Cole and Ella Emhoff are supportive of Kamala Harris as she prepares to make history as VP.

Here's What To Know About Kamala Harris' Stepchildren, Who Call Her "Momala"

by Daffany Chan
Tony Avelar/AP/Shutterstock

When Vice President-elect Kamala Harris is sworn in on Wednesday, Jan. 20, she'll make history as the first woman, the first Black person, and the first individual of South Asian descent to hold the office. Additionally, the former senator from California will also make history as the first mom to be vice president. Harris is stepmom to her husband, Doug Emhoff's, children from his first marriage, and if you're wondering who Kamala Harris' stepkids are, here's what you need to know about her stepson and stepdaughter, who lovingly refer to the incoming vice president as "Momala."

Though the inauguration on Wednesday, Jan. 20, will look a little different due to security threats and the ongoing coronavirus pandemic — the inaugural committee is asking supporters to stay at home to limit the spread of the virus — most of Congress, the Supreme Court Justices, and former presidents, such as Barack Obama, Bill Clinton, and George W. Bush are still set to attend. Of course, Biden's and Harris' families are also expected to attend the swearing-in ceremony, including Biden's wife, Jill, and children, Ashley and Hunter. The incoming vice president will be accompanied by her husband, lawyer Doug Emhoff, and Harris' stepkids, Cole and Ella Emhoff.

Harris has been vocal about her close relationship with Cole and Ella. After her historic win on Nov. 7, she addressed them specifically in her speech saying, "To my husband Doug; our children, Cole and Ella; my sister, Maya; and our whole family, I love you all more than I can express."

Cole, 26, and Ella, 21, were born to Emhoff and his first wife, Kerstin Mackin. Since marrying Emhoff in 2014, though, Harris has also apparently developed a close relationship with Cole and Ella. In a May 2019 interview with Elle, Harris even explained that the two affectionately call her "Momala," because they agreed it was a lot better than using the term "stepmom." Harris is also friends with her husband's ex-wife, Mackin, who will also be in attendance at the inauguration on Wednesday.

According to a January 2021 interview with The New York Times, the siblings were hardly in public view before November, and lived largely outside the political scene. Cole, who graduated from Colorado College in 2017 with a bachelor's degree in psychology, works at a production company and lives in Los Angeles with his girlfriend. Though Cole has an Instagram account, where he shared snaps of his girlfriend, he hasn't posted pictures in over a year.
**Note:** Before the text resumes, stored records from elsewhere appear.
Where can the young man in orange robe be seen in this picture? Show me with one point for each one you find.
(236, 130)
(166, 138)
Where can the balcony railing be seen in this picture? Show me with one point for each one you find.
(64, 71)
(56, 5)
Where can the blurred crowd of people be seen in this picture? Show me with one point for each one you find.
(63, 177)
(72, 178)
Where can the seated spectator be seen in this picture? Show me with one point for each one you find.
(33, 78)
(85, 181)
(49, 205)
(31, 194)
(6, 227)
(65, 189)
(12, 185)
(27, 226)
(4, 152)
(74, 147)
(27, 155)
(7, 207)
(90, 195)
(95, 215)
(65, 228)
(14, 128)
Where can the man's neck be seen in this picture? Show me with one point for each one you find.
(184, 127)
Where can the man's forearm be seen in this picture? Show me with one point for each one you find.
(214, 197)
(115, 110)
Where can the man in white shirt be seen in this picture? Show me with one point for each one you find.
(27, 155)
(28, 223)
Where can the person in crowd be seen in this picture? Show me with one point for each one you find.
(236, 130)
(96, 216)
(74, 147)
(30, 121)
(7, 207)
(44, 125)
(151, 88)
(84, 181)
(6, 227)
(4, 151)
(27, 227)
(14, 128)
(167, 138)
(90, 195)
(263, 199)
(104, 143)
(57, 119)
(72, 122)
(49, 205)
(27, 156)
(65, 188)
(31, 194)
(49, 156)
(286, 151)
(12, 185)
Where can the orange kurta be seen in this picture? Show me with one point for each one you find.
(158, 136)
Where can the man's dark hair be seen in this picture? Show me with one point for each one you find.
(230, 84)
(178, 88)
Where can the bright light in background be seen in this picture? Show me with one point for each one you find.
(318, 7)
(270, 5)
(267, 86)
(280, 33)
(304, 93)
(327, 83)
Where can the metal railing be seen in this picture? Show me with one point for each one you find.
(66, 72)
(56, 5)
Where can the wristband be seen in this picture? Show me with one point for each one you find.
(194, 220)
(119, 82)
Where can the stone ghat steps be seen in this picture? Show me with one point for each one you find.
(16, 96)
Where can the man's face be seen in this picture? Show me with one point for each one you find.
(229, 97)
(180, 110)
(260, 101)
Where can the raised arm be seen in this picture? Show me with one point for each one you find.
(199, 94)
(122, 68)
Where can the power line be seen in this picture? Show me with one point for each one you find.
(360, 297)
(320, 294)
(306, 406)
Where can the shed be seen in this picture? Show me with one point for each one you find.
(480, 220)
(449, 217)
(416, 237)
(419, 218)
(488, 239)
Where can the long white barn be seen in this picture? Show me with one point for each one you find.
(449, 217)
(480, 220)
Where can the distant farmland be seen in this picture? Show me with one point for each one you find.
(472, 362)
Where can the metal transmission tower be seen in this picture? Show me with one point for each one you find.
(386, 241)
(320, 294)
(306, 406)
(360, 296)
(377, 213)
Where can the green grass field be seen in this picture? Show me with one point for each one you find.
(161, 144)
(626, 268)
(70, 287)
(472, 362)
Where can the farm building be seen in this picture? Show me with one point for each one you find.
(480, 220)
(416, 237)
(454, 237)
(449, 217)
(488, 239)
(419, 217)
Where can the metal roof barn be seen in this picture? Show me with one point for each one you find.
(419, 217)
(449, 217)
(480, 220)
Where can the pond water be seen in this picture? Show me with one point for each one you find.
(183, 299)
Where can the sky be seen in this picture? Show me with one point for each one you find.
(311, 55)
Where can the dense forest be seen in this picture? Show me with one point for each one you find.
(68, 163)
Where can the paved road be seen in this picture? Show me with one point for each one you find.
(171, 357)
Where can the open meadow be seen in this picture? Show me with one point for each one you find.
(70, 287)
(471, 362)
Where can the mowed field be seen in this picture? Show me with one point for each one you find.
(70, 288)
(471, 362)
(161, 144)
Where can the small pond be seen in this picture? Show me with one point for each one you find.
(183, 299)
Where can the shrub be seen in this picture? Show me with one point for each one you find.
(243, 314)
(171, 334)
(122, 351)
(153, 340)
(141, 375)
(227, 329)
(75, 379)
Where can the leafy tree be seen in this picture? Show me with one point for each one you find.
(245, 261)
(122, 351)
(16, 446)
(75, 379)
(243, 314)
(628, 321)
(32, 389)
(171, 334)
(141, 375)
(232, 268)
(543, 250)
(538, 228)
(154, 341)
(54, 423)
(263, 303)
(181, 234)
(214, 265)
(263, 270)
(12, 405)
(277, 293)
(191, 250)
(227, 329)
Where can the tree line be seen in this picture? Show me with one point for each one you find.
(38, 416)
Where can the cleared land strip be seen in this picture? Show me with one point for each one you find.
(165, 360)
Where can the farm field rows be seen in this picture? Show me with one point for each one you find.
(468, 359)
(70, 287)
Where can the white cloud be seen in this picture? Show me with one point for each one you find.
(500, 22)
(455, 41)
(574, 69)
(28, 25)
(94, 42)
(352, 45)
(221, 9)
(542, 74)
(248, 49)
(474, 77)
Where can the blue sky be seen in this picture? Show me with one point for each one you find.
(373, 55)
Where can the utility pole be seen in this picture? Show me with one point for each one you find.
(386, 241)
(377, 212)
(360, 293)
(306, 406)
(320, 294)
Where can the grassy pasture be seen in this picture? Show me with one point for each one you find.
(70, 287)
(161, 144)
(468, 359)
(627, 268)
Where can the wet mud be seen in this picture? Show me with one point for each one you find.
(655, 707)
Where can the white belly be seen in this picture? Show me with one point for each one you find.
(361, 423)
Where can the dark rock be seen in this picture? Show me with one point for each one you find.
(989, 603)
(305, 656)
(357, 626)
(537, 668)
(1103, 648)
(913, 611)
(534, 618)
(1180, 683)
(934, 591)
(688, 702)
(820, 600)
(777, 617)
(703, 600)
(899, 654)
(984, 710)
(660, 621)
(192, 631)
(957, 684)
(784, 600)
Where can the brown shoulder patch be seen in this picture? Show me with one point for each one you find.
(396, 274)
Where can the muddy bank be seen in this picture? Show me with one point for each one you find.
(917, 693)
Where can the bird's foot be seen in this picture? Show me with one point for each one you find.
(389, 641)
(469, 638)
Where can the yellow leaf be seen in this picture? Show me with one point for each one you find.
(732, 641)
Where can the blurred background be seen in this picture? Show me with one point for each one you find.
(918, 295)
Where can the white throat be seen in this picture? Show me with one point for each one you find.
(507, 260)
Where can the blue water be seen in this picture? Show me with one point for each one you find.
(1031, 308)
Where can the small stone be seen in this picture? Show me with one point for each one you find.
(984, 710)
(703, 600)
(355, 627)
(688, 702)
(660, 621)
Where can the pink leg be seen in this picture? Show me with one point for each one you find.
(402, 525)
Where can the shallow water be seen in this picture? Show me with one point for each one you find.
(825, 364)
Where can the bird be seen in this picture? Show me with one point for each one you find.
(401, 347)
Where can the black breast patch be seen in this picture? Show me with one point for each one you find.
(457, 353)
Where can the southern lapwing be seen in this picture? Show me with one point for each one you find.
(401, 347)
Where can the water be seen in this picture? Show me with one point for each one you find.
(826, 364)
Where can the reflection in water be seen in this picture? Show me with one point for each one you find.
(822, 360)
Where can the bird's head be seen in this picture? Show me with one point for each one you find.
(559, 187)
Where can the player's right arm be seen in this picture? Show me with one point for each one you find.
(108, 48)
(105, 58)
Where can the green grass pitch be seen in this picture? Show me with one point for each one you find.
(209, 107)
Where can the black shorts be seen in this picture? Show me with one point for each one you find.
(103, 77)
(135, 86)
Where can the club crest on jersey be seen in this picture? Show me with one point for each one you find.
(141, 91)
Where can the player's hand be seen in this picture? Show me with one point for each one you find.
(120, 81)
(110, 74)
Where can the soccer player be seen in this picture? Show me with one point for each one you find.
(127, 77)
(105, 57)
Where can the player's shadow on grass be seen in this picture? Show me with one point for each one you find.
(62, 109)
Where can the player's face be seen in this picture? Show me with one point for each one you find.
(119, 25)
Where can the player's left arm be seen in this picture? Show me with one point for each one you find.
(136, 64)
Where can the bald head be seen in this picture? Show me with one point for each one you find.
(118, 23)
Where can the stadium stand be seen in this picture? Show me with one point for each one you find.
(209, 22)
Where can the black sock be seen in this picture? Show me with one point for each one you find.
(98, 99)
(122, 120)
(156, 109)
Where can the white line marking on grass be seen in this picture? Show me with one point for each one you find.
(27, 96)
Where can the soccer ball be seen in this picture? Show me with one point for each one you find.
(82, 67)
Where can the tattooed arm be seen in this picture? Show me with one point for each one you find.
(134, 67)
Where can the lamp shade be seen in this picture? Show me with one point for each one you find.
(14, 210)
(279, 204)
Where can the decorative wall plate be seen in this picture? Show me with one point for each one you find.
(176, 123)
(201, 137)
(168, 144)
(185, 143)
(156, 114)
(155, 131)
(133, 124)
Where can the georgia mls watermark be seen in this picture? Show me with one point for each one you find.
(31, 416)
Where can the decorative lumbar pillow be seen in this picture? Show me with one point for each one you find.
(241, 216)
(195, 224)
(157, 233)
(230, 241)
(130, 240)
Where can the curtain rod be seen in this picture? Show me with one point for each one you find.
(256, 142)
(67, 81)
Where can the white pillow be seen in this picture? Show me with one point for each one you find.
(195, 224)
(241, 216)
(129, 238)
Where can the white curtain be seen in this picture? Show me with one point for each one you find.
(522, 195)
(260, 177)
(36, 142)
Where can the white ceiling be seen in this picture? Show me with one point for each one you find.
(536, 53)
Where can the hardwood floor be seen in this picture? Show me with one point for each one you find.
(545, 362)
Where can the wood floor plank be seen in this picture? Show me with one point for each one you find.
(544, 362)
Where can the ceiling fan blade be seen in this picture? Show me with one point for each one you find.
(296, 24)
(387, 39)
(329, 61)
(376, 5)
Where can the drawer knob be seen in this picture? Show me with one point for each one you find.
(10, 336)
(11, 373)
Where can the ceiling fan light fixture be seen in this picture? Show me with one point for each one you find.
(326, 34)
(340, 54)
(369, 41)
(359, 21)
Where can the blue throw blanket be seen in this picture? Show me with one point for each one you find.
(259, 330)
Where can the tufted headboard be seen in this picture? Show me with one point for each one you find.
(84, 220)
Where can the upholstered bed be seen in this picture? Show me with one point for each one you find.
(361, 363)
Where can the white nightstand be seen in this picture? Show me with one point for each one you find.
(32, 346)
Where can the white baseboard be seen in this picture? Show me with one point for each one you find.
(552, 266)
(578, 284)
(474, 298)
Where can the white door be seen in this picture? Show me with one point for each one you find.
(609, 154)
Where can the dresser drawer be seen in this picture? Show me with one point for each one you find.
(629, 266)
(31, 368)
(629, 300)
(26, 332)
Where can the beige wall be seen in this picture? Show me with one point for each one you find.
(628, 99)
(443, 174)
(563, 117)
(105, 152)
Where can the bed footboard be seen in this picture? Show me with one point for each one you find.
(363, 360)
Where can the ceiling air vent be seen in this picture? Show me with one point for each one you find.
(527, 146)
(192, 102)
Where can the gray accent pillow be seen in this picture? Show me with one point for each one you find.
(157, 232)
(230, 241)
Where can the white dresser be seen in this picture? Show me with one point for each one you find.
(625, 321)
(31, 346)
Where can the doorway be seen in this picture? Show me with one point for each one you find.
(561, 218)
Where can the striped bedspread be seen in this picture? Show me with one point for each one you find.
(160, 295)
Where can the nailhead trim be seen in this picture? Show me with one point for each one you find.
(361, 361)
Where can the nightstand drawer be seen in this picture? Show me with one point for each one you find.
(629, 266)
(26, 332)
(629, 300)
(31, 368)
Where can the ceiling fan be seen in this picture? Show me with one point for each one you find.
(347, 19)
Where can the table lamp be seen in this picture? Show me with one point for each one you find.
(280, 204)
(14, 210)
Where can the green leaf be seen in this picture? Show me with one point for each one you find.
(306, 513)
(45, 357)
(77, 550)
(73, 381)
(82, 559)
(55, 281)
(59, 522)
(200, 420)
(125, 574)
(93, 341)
Ella is a senior at Parsons School of Design in New York studying textile design and is set to graduate in 2021. In a November 2020 interview with Garage, she shared that she started knitting because it helped relieve her anxiety. Her hand-knit garments have gotten plenty of buzz through her Instagram account, where she regularly posts her colorful creations and takes commissions. She also has her own website,, which is currently under construction. Besides knitting, the 21-year-old enjoys doing stick-and-poke tattoos, and has tattooed her dog's name, a flower, and a salmon fish on herself.

In an October 2020 interview with Glamour, the siblings opened up about their close relationship with Harris. Cole, who described the incoming vice president as someone "completely unique and totally special," shared some of his fond memories forging a relationship with Harris as his and Ella's stepmom. "We would just have these real conversations at dinner, almost Socratic, where we would all bounce off each other," he said. Ella also explained how she looks up to Harris as a role model, sharing, "It’s so empowering to see someone who’s so sure of herself and is not going to back down."

As the blended family prepares to support Harris in her new role as vice president, you'll certainly be seeing more of the siblings in the spotlight. You can tune into the inauguration ceremony virtually on YouTube and, or on most major networks, including ABC, CBS, and NBC.